A setback for discrimination victims
The Supreme Court ruled today that victims of sexual or racial discrimination have only six months to file a complaint after the very first act of discrimination occurs. If a worker is denied a pay raise based on sex or race, they must file within that time frame for the claim to be valid, regardless of how long it takes them to become aware of the discrimination:
The decision came in a case involving a supervisor at a Goodyear Tire plant in Gadsden, Ala., the only woman among 15 men, who was paid less than any of her colleagues, including those with less seniority. She learned that fact late in a career of nearly 20 years — too late, according to the Supreme Court’s majority.
The court held today that employees may not bring suit under the principal federal anti-discrimination law unless they have filed a formal complaint with a federal agency within 180 days after their pay was set. The timeline applies, according to the decision, even if the effects of the initial discriminatory act were not immediately apparent to the worker and even if they continue to the present day.
This outlandish (and not surprisingly 5-4) decision is an officious, picayune method of derailing discrimination complaints:
In a vigorous dissenting opinion that she read from the bench, Justice Ruth Bader Ginsburg said the majority opinion “overlooks common characteristics of pay discrimination.” She said that given the secrecy in most workplaces about salaries, many employees would have no idea within 180 days that they had received a lower raise than others.
Of course that's true, and of course that's the reason the majority ruled the way they did.

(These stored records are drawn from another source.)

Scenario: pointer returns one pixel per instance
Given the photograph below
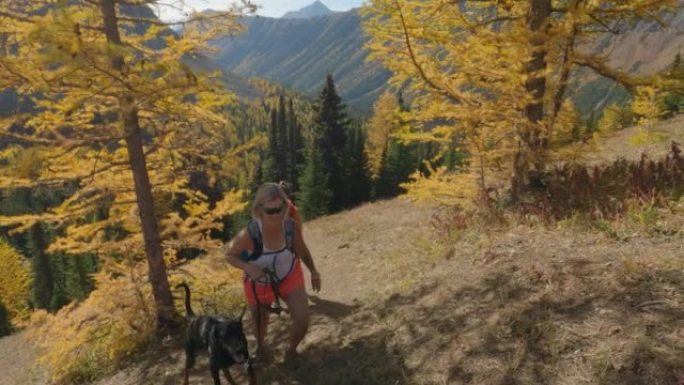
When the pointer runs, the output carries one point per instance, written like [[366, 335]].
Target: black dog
[[223, 338]]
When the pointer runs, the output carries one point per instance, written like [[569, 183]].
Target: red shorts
[[292, 282]]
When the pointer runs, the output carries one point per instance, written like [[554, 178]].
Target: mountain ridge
[[315, 9]]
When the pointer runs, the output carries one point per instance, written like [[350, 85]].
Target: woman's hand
[[316, 280], [253, 271]]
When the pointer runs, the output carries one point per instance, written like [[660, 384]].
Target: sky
[[271, 8]]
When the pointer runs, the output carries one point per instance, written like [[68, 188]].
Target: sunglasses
[[273, 210]]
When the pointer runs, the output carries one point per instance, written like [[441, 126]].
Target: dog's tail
[[188, 308]]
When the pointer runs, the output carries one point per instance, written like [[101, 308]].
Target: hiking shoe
[[262, 358], [292, 359]]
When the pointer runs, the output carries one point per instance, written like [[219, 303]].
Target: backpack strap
[[257, 241], [255, 234], [289, 234]]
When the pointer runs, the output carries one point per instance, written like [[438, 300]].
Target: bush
[[85, 341]]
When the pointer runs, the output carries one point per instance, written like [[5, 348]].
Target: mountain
[[11, 102], [316, 9], [299, 53]]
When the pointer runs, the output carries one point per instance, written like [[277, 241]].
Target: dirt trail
[[492, 306]]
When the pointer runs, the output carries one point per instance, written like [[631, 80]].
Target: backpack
[[257, 240]]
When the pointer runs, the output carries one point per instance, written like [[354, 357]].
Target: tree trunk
[[143, 189], [532, 137]]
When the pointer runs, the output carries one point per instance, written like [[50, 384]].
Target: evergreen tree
[[5, 324], [331, 125], [270, 168], [43, 282], [356, 166], [314, 196], [296, 147], [397, 165], [282, 155]]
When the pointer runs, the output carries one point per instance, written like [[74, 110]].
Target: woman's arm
[[242, 242], [302, 251]]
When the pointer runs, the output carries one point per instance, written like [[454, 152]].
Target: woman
[[276, 263]]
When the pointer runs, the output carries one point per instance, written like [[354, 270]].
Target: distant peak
[[315, 9]]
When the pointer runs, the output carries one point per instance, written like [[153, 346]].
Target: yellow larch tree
[[496, 73], [121, 121]]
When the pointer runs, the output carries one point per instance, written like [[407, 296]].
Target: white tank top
[[280, 262]]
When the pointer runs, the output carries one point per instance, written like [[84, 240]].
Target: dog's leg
[[229, 378], [251, 375], [214, 374], [189, 360]]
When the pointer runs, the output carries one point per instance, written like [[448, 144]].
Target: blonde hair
[[267, 192]]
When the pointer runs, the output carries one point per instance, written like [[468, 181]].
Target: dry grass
[[618, 144], [509, 304]]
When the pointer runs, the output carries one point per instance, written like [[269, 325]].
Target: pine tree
[[118, 111], [397, 165], [497, 72], [314, 196], [43, 282], [357, 170], [270, 170], [331, 129], [283, 160], [296, 147], [5, 324]]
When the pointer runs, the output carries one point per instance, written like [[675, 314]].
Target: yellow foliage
[[15, 283], [497, 72], [443, 187], [83, 341]]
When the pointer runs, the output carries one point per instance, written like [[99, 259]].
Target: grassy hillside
[[409, 299], [299, 53]]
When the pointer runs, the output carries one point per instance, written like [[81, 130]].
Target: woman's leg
[[298, 305], [260, 317]]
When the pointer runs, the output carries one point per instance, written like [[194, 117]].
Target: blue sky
[[271, 8]]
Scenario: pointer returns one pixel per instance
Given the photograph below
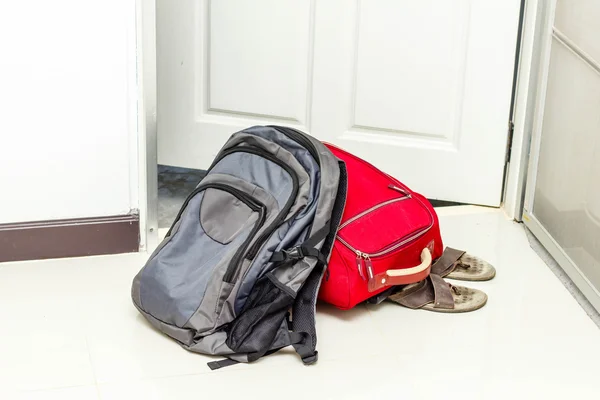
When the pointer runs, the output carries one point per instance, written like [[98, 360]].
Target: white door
[[420, 88]]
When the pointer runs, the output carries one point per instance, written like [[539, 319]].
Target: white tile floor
[[68, 331]]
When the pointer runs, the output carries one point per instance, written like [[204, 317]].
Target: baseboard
[[69, 238]]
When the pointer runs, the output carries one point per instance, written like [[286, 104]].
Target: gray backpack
[[249, 245]]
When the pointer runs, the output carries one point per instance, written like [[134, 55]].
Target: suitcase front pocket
[[383, 229]]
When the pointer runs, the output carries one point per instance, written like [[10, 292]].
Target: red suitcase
[[388, 236]]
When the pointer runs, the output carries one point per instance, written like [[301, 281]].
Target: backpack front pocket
[[214, 229]]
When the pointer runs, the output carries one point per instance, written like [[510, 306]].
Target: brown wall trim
[[69, 238]]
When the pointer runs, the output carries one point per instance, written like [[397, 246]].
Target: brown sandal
[[435, 294], [457, 264]]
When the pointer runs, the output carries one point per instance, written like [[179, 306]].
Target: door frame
[[535, 114], [516, 169], [146, 122]]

The full decision is here.
This decision is an odious smackdown to women and minorities. Thankfully, the issue was not framed as a Constitutional question, but rather one of statutory interpretation of Title VII of the Civil Rights Act of 1964. That means Congress can override this decision by passing an appropriate law that amends Title VII. We'll have to wait for a non-Bush president to see such a correction signed into law, but at least we're not hamstrung by the reactionary majority on the Court.